FBR Granted Sweeping Powers for Immediate Tax Recovery
FBR Granted Sweeping Powers for Immediate Tax Recovery
Islamabad, May 4, 2025 – President Asif Ali Zardari has enacted the Tax Laws (Amendment) Ordinance, 2025, granting the Federal Board of Revenue (FBR) extensive authority to recover outstanding taxes directly from bank accounts and seize movable or immovable assets without issuing additional notices. The ordinance enables immediate enforcement following court rulings in favor of the FBR.
Under the new law, the FBR is no longer required to serve fresh notices before initiating tax recovery, bypassing the procedural requirements of Section 138 of the Income Tax Ordinance, 2001. Additionally, tax officials can now be stationed at business and manufacturing premises to monitor production, inventory, and supply chains.
Swift Implementation and Initial Cases
Shortly after the ordinance’s enactment, the FBR launched recovery operations against companies with court-ordered tax liabilities. The first entity affected was Telenor Pakistan (Private) Limited, which agreed to settle its multi-billion-rupee tax dues following an Islamabad High Court (IHC) ruling.
In an official statement, Telenor Pakistan reaffirmed its commitment to legal compliance, stating:
"As a responsible corporate entity and a major contributor to the national exchequer, we remain dedicated to following all applicable laws and regulations. While discussions with the FBR continue, we reserve the right to pursue legal remedies as necessary."
Another telecom-related joint venture also agreed to pay its outstanding tax dues as per court directives.
Jazz and Deodar’s Tax Settlement
Meanwhile, Jazz reached an agreement with the FBR to pay Rs. 20 billion in taxes related to the import of telecom infrastructure, opting not to pursue further litigation. Deodar, Jazz’s subsidiary responsible for telecom towers, was previously sold to Engro Corporation in a $563 million deal approved by the Competition Commission of Pakistan. However, the transaction remains stalled due to unresolved legal matters.
In response to reports, Jazz clarified that neither Pakistan Mobile Communications Limited (PMCL-Jazz) nor Deodar had received an adverse court ruling. The company stated:
"PMCL has consistently fulfilled its tax obligations in accordance with the law. We remain committed to compliance while ensuring our rights under the Constitution of Pakistan."

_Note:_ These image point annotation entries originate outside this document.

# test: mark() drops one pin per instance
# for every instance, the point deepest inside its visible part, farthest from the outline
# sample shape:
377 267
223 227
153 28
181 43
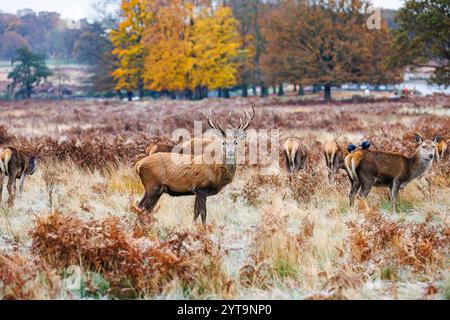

Concerns Over Expanded FBR Authority
The ordinance has sparked debate among business leaders and legal experts, with concerns over its potential impact on corporate operations and investment confidence. By allowing immediate tax recovery without prior notification, the law significantly strengthens the FBR’s enforcement capabilities.
As businesses navigate the implications of this new regulation, further developments are expected in the coming weeks.